Which PCI sound card were you talking about? I tried both the SB Live and the Ensoniq PCI using the DOS SB TSR emulation from my testing even on a P4 and it produced the same stuttering effect although it happens every now and then it not the entire time.
wrote:I've been running DOS machines for about a year on the P4 platform and will be writing up everything about my experiences. The m […]
I've been running DOS machines for about a year on the P4 platform and will be writing up everything about my experiences. The most difficult task is finding a sound card that is compatible with the DMA on the motherboard. I have purchased and tested many. The only ones I got fully working were SB 16 and up, or a couple Aztech clones. Even the Audician can't do it on my boards, which is a shame.
I have purchased the "845GL with ISA" board from AliExpress (the 1 slot version) and a couple of the P7LI/C-AL boards from both there and eBay. EBay was cheaper.

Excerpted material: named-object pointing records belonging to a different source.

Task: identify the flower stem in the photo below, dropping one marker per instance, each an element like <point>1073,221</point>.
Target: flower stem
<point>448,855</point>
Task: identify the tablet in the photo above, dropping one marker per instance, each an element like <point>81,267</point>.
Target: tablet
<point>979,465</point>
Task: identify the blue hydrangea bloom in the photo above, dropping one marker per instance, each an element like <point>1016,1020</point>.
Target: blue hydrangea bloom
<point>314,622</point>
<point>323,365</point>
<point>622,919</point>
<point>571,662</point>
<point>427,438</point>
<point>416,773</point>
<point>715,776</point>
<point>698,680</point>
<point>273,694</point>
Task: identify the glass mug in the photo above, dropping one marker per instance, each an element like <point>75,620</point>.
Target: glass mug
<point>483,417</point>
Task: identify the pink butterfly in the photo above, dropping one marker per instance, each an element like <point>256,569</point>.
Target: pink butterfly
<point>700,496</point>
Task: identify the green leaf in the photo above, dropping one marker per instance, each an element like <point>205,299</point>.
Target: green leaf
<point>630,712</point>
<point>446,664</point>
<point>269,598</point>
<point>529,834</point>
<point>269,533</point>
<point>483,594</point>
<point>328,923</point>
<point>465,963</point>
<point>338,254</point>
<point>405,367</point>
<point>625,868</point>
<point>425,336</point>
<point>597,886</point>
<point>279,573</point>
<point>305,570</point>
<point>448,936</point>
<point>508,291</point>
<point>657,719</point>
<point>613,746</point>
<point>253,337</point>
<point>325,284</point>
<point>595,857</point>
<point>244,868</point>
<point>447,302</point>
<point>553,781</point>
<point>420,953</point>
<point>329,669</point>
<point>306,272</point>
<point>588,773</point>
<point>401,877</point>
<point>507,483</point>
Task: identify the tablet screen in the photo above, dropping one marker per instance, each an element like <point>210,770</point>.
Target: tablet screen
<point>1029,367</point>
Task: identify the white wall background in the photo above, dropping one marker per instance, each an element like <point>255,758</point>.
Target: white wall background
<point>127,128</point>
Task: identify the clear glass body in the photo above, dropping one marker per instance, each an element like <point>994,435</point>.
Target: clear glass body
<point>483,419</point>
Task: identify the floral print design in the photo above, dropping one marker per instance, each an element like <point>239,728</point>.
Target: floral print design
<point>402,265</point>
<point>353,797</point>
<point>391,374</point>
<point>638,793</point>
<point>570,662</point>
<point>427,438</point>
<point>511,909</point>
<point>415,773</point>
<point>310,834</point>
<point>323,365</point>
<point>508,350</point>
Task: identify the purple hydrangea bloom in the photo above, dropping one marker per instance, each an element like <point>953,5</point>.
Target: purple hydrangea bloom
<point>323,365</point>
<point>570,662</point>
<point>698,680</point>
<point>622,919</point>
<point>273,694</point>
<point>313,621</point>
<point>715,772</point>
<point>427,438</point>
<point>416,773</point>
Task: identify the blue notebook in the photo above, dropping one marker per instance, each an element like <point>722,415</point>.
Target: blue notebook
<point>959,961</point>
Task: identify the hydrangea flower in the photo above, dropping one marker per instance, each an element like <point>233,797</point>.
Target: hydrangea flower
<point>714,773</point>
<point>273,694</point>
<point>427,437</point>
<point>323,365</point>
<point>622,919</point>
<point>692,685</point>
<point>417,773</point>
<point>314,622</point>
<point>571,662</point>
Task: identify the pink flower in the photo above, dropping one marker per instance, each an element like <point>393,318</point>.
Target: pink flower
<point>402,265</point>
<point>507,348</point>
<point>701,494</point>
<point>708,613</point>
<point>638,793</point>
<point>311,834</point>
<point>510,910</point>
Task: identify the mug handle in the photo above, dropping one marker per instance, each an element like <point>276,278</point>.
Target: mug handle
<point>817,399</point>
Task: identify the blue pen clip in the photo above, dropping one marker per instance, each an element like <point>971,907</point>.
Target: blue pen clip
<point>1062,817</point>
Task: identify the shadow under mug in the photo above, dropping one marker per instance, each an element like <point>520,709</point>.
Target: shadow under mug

I need to talk with the seller of the last one because they were selling the P7LI-AL (not the C variant) and based on some fuzzy pictures it has the SB-LINK connector.
I can't get the boards to go above 533 FSB, and some cannot go above 400. Still, the options for these still go up to close to 3ghz, which is fine for games that scale well with faster CPUs such as Build engine games.
Caches can be disabled on both boards. Both boards also allow disabling PNP for certain resources so you can set your sound card to a specific IRQ.
More to be written later. Please let me know what you still need to figure out. I'll answer as best I can.
I haven't tried the SB-LINK. Didn't that only exist on certain motherboards? Let me know how the SB-LINK compares to the SB TR emulation on PCI sound cards. Was the SB-LINK only found on PCI sound cards or did they also have ISA sound cards with it? Was this a special cable or just a CD-rom audio connector like cable? If you get this to work let me know what motherboards support the SB-LINK in your tests. I'm wondering if someone could create a PCI or PCIe SB-LINK interface for modern motherboards if this somehow did work in the legacy ones.